As I said at the beginning, the Cuban people have retained their fundamental dignity. However, it is tested every day by the ordeals imposed by a government that values ideology over reality, rhetoric over food dogma over compassion. There is always hope for change. After all, in the year before Castro announced millions of dollars in food purchases from U.S. suppliers, the official mantra had been that Cuba would not buy, "A single grain of rice...not a single aspirin," from those same U.S. suppliers.

I wish I could tell you that I believed the Government of Cuba would make the same about face on political reforms. President Bush stated unequivocally last May 20 that the United States would work to begin dismantling U.S. sanctions if the Government took concrete steps towards reform; sanctions are a means to an end, not an end to themselves.

However, during my brief tenure, it has become clear that democratic reform will come from the people, not the regime.
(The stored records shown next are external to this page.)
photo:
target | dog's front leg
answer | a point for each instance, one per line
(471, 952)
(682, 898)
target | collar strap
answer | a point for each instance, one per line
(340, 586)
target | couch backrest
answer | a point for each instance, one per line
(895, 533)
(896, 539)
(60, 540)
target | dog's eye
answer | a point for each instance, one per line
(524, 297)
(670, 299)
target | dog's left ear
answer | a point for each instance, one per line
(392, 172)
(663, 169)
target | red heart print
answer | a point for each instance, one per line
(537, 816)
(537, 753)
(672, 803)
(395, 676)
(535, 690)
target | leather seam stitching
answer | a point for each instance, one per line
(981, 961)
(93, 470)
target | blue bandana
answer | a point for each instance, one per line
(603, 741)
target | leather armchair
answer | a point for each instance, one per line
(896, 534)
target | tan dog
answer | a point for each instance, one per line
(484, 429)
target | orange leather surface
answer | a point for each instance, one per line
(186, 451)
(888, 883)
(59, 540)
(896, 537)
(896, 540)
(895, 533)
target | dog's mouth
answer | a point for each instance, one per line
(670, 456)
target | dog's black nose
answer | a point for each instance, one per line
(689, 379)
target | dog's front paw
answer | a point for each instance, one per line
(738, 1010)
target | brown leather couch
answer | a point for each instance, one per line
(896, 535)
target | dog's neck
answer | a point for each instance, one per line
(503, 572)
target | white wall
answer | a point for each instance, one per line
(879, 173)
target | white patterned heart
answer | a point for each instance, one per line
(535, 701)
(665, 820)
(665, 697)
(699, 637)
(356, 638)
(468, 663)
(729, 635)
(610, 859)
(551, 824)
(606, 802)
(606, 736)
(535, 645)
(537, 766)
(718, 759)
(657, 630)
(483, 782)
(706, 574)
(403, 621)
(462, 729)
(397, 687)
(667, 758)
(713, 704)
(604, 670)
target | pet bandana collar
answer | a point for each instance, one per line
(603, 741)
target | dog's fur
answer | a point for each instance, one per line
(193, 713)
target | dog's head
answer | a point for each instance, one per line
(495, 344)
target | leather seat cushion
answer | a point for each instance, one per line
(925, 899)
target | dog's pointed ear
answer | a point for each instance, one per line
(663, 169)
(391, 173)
As it has over the last 43 years, the Government of Cuba continues, without hesitation or pause to make it crystal clear to not just the United States, but to the world, that it will not change its political system.

Change will come to Cuba; in fact, it is already underway. Cubans will decide how the Cuba of tomorrow takes shapes, and more importantly, the role that each and every Cuban will have in it.

I can pledge that the United States stands ready to assist the Cuban people when asked, and will continue do so in the future. Thank you for your time. I'll be happy to answer your questions.